Tramwaje zderzyły się przy rondzie Kercelak, czyli na skrzyżowaniu Okopowej z aleją "Solidarności".
- Mamy już pierwsze ustalenia. Odczytaliśmy rejestratory z tramwajów – powiedział Maciej Dutkiewicz, rzecznik Tramwajów Warszawskich.
Tramwaj nieoczekiwanie skręcił
Przypomnijmy, zgodnie z obowiązującymi trasami, zarówno tramwaj linii 10 jak i 20 powinny jechać aleją "Solidarności" prosto. Składy, które się zderzyły jechały w przeciwnych kierunkach.

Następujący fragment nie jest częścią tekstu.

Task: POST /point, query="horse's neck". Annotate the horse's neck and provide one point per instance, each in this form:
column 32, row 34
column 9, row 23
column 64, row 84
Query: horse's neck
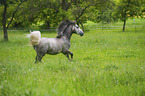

- Jeden z wagonów poruszał się prędkością poniżej 10 km/h, a drugi jechał około 5 km/h. Jest to zgodne z procedurami bezpieczeństwa, nakazującymi przejeżdżać po zwrotnicach z ograniczoną prędkością. Wiadomo również, że tramwaj linii 20 powinien był jechać prosto, ale skręcił na Kercelaku w kierunku ronda Radosława – opisuje rzecznik.
Jak zastrzega w sprawie trwa policyjne śledztwo. - Zabezpieczyliśmy nagrania z monitoringu w tramwajach, zabezpieczyliśmy także pamięć zwrotnicy. Współpracujemy z policją w celu wyjaśnienia przyczyn wczorajszego zderzenia. Funkcjonariusze policji wczoraj nie zdecydowali także o zatrzymaniu motorniczym uprawnień do prowadzenia pojazdów szynowych – mówi Dutkiewicz.
Urazy głowy, rąk i nóg
Poszkodowanych zostało kilkanaście osób. - Z pierwszych informacji wynika, że nie mówimy o stanach zagrożenia życia. Są natomiast urazy głowy, rąk i nóg. Pasażerowie poprzewracali się na skutek zderzenia. Widać, że było ono mocne. Przody tramwajów są zmiażdżone - relacjonował nasz reporter na antenie TVN24.
Jak przekazała Małgorzata Wersocka z Komendy Stołecznej Policji, do szpitala na badania trafiło w sumie 13 osób. Potwierdziła również informację, że nie było poszkodowanych, których stan zagrażałby życiu.